The percentage that it is off increases with speed. The faster you go, the more it will be off. Of course, I doubt you'll be doing 100mph in it, and your guess of 5mph off is most likely at highway speed of 55-65mph I assume.

Here's some info on recalibrating it, if that interests you.

http://www.tbichips.com/drac/


----------



## bostonwindows30 (Jan 23, 2013)

Thank you for the info, so me going to 33's isn't really going to make a big difference huh???or just keep them???


----------



## ddawg16 (Aug 15, 2011)

You most likely have the 4L60E transmission....with those 35's it's about par to starting off in 2nd gear.

Your gas mileage is going to suffer and your not going to have much pulling power....

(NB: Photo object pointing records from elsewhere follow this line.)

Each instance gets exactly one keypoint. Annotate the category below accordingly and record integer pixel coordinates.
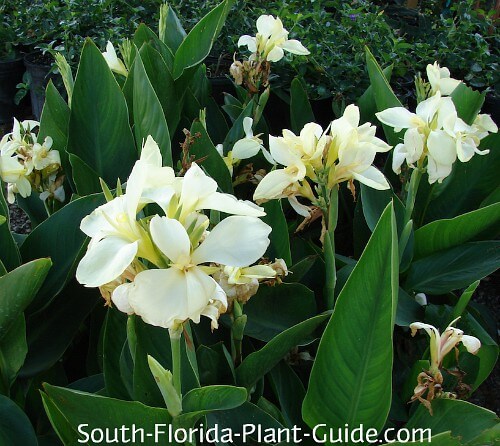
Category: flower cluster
(431, 381)
(435, 132)
(162, 267)
(27, 164)
(344, 152)
(269, 45)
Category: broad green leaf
(300, 108)
(96, 411)
(85, 178)
(481, 224)
(198, 43)
(209, 398)
(241, 421)
(290, 392)
(443, 439)
(115, 335)
(148, 113)
(65, 432)
(13, 349)
(145, 35)
(99, 132)
(9, 254)
(351, 377)
(17, 290)
(173, 33)
(468, 185)
(54, 123)
(468, 102)
(209, 159)
(163, 84)
(366, 102)
(257, 364)
(463, 419)
(51, 331)
(453, 268)
(383, 94)
(60, 238)
(205, 400)
(15, 426)
(275, 309)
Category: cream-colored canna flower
(301, 155)
(197, 191)
(117, 238)
(441, 80)
(250, 145)
(442, 344)
(271, 40)
(14, 173)
(435, 132)
(352, 149)
(114, 63)
(187, 291)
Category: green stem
(412, 193)
(329, 248)
(175, 342)
(237, 332)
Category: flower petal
(105, 260)
(230, 205)
(171, 237)
(235, 241)
(372, 177)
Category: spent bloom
(271, 41)
(27, 164)
(344, 152)
(435, 135)
(113, 61)
(161, 267)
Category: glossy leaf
(99, 132)
(453, 268)
(198, 43)
(15, 426)
(96, 411)
(351, 377)
(209, 159)
(275, 309)
(17, 290)
(481, 224)
(257, 364)
(60, 238)
(149, 118)
(463, 419)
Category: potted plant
(11, 63)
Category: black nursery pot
(11, 73)
(38, 68)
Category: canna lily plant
(273, 278)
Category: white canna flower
(271, 40)
(352, 150)
(442, 344)
(440, 80)
(187, 291)
(116, 235)
(197, 191)
(250, 145)
(114, 63)
(300, 154)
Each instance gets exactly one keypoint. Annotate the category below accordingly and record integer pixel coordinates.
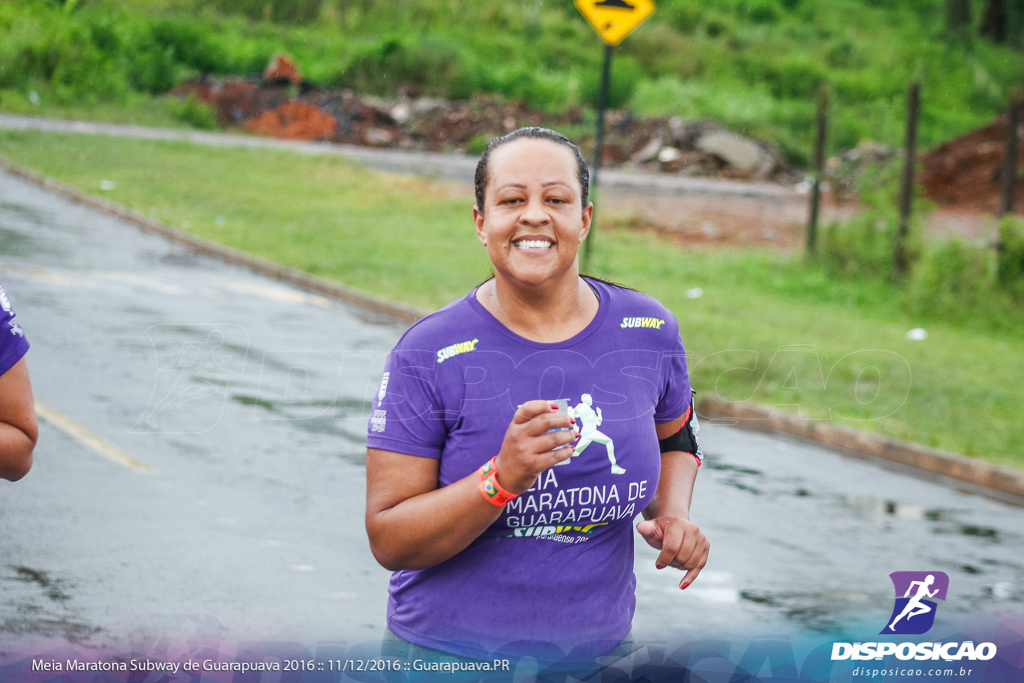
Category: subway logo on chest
(641, 322)
(456, 349)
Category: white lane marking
(89, 439)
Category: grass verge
(767, 329)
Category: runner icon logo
(916, 592)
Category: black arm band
(686, 438)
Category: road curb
(1004, 480)
(398, 310)
(1007, 482)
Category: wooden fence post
(819, 166)
(900, 257)
(1010, 160)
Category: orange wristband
(492, 491)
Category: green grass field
(752, 65)
(769, 329)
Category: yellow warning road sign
(613, 19)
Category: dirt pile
(967, 173)
(282, 104)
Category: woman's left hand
(682, 544)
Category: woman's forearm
(675, 487)
(429, 527)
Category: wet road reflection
(249, 399)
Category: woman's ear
(478, 221)
(588, 217)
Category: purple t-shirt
(13, 345)
(554, 574)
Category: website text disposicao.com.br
(904, 672)
(946, 652)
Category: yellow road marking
(89, 439)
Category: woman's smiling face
(532, 220)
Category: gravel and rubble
(281, 103)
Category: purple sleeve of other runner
(13, 345)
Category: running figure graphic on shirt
(589, 422)
(914, 606)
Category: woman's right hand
(529, 446)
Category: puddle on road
(51, 586)
(734, 475)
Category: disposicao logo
(916, 592)
(913, 613)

To solve the problem, regear...at a min, 4:10 gears in the rear...maybe even 4:56. It will make a big difference.....it will 'wake up' the truck.


----------



## bostonwindows30 (Jan 23, 2013)

If I put 33 on it will it help much?? I just had transmission rebuilt and don't wanna mess it up


----------



## ddawg16 (Aug 15, 2011)

bostonwindows30 said:


> If I put 33 on it will it help much?? I just had transmission rebuilt and don't wanna mess it up


33? 35? Not that much difference.....keep your foot out of it and you will be fine.


----------



## bostonwindows30 (Jan 23, 2013)

Lol I hear ya there I am not so much worried about the gas part but the wearing its doing on Transmission


----------



## Maintenance 6 (Feb 26, 2008)

Here's a calculator that will figure out your speedo difference. Enter the stock tire size and your new size to see the difference

http://www.miata.net/garage/tirecalc.html


----------



## bostonwindows30 (Jan 23, 2013)

Cool thanks do you think theses big tires will kill the Trans???


----------



## beenthere (Oct 11, 2008)

Moved to Automotive forum.


----------



## bostonwindows30 (Jan 23, 2013)

Made a mistake there on 17s do I need to change rims also???


----------



## Maintenance 6 (Feb 26, 2008)

I don't understand your question.


----------



## bostonwindows30 (Jan 23, 2013)

I have 35 on 17's if I change to 33 are the 17's okay or should I go to 16's???


----------



## Bondo (Dec 8, 2007)

bostonwindows30 said:


> I have 35 on 17's if I change to 33 are the 17's okay or should I go to 16's???


Ayuh,.... Why is it so hard for you to grasp the idea that *Over-All Diameter* is the determinin' factor,..??
The size of the hole in the center is Irrelevant...

'n Btw,... Anytime you change the way it came from the production line, there's gonna be added stresses to other components,...

It's up to You to decide whether the pay-off is worth the added wear, Elsewhere....


----------



## Maintenance 6 (Feb 26, 2008)

If you can buy 33's to fit your 17" wheels then I'd use them. Make sure the wheel width is right for the tire.


----------